First Author  Han Y Year  2021
Journal  J Cell Mol Med Volume  25
Issue  18 Pages  8947-8956
PubMed ID  34405526 Mgi Jnum  J:313024
Mgi Id  MGI:6793529 Doi  10.1111/jcmm.16855
Citation  Han Y, et al. (2021) Curcumin improves memory deficits by inhibiting HMGB1-RAGE/TLR4-NF-kappaB signalling pathway in APPswe/PS1dE9 transgenic mice hippocampus. J Cell Mol Med 25(18):8947-8956
abstractText  Amyloid-beta (Abeta) deposition in the brain has been implicated in the development of Alzheimer's disease (AD), and neuroinflammation generates AD progression. Therapeutic effects of anti-inflammatory approaches in AD are still under investigation. Curcumin, a potent anti-inflammatory and antioxidant, has demonstrated therapeutic potential in AD models.
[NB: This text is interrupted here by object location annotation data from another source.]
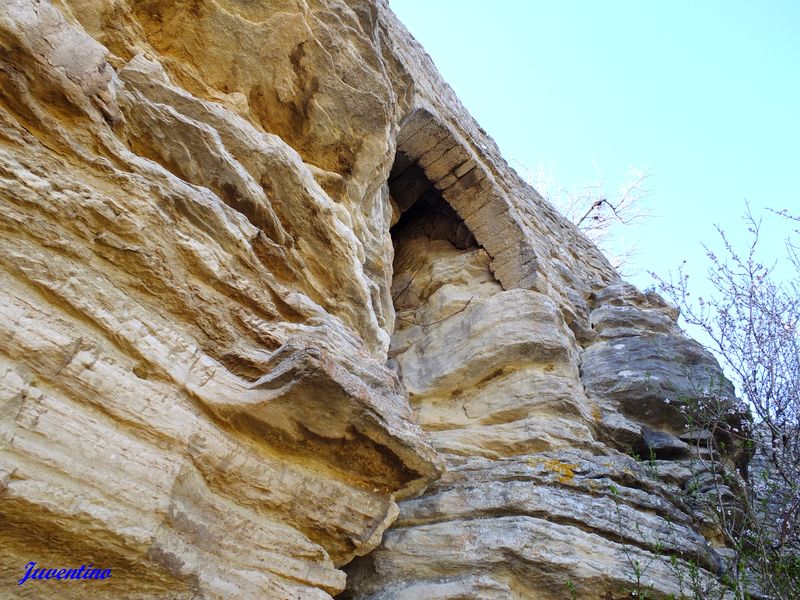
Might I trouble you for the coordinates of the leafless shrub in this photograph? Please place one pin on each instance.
(752, 319)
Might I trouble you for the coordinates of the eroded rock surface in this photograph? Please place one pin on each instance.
(264, 280)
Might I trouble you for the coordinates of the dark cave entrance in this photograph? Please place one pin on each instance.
(425, 225)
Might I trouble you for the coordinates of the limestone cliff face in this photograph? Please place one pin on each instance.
(271, 300)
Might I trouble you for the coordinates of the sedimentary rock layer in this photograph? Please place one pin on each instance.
(263, 280)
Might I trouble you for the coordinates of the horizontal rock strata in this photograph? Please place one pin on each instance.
(272, 301)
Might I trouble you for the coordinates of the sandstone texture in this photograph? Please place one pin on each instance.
(278, 321)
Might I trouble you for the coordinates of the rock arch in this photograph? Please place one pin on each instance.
(430, 153)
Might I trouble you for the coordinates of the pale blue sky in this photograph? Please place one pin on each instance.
(706, 94)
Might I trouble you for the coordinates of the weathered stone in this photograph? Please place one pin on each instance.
(264, 280)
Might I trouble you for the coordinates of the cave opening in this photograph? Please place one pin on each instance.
(426, 231)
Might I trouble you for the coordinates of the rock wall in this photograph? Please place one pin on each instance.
(269, 290)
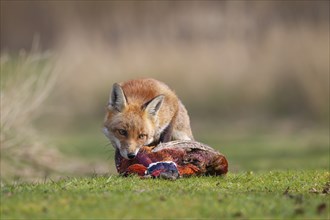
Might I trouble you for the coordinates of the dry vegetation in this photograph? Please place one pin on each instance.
(26, 82)
(228, 61)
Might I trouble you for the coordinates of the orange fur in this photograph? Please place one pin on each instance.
(149, 112)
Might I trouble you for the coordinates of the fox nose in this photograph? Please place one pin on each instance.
(131, 155)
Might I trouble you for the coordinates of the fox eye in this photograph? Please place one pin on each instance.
(142, 136)
(122, 132)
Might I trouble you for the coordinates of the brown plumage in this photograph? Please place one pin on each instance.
(190, 157)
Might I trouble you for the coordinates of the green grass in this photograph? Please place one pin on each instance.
(274, 194)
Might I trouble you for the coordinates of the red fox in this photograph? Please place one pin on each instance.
(144, 112)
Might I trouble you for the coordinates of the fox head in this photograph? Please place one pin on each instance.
(129, 126)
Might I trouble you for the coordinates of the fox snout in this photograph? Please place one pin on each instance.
(131, 155)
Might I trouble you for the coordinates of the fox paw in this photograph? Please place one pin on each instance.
(164, 170)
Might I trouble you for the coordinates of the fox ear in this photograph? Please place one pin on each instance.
(117, 98)
(153, 106)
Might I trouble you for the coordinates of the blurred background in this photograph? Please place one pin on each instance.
(254, 76)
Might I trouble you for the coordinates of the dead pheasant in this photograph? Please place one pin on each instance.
(174, 159)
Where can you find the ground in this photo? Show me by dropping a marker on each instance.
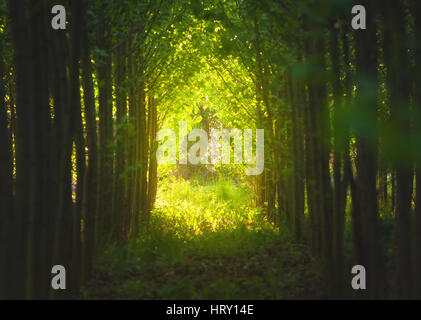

However, curcumin's anti-inflammatory molecular mechanisms and its associated cognitive impairment mechanisms in AD remain unclear. The high-mobility group box-1 protein (HMGB1) participates in the regulation of neuroinflammation. Herein, we attempted to evaluate the anti-inflammatory effects of chronic oral administration of curcumin and HMGB1 expression in APP/PS1 transgenic mice AD model. We found that transgenic mice treated with a curcumin diet had shorter escape latencies and showed a significant increase in percent alternation, when compared with transgenic mice, in the Morris water maze and Y-maze tests. Additionally, curcumin treatment could effectively decrease HMGB1 protein expression, advanced glycosylation end product-specific receptor (RAGE), Toll-like receptors-4 (TLR4) and nuclear factor kappa B (NF-kappaB) in transgenic mice hippocampus. However, amyloid plaques detected with thioflavin-S staining in transgenic mice hippocampus were not affected by curcumin treatment. In contrast, curcumin significantly decreased GFAP-positive cells, as assessed by immunofluorescence staining. Taken together, these data indicate that oral administration of curcumin may be a promising agent to attenuate memory deterioration in AD mice, probably inhibiting the HMGB1-RAGE/TLR4-NF-kappaB inflammatory signalling pathway.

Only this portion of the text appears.